The monument is situated at an elevation of 4,235 feet (1,291 m) in the mountain-ringed Tularosa Basin and comprises the southern part of a 275 sq mi (710 km2) field of white sand dunes composed of gypsum crystals. The gypsum dune field is the largest of its kind on Earth.
A fossil trackway of footprints of humans and ground sloths dating from the last ice age shows that ground sloths lived at White Sands, and were hunted by humans at least 11,700 years ago.
The first Euro-American exploration was led by a party of US Army officers in 1849.The Mescalero Apache were already living in the area at the time. Hispanic families started farming communities in the area at Tularosa in 1861 and at La Luz in 1863.

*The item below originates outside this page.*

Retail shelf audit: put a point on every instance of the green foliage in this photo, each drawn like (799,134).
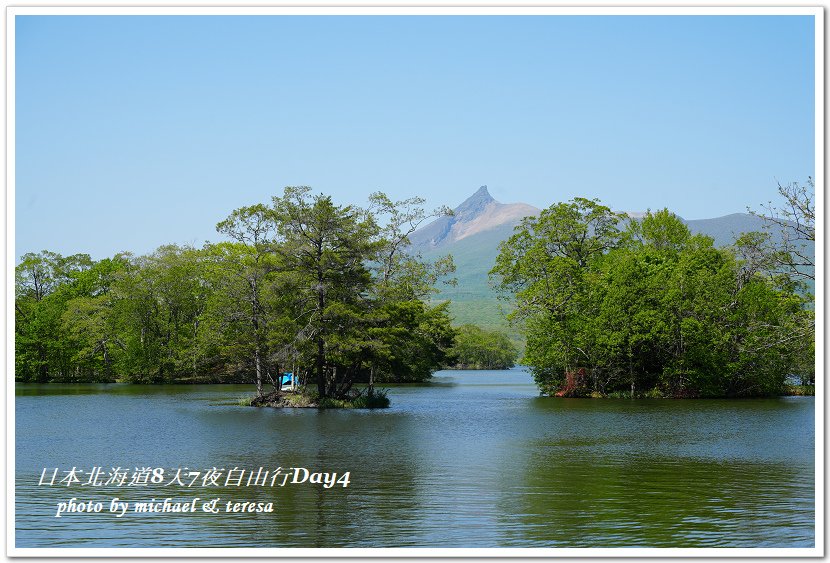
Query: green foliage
(477,348)
(649,310)
(302,285)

The idea of creating a national park to protect the white sands formation dates to 1898 when a group from El Paso, Texas proposed the creation of Mescalero National Park. The plan failed as it included a game hunting preserve that conflicted with the idea of preservation held by the Department of the Interior.In 1921–22, Albert B. Fall, Secretary of the Interior and owner of a large ranch in Three Rivers northeast of the dune field, promoted the idea of an "all-year national park" that, unlike more northerly parks, would be open even in the winter. This idea ran into a number of difficulties and did not succeed. Tom Charles, an Alamogordo insurance agent and civic booster, was influenced by Fall's ideas. By emphasizing the economic benefits, Charles was able to mobilize enough support to have the national monument created.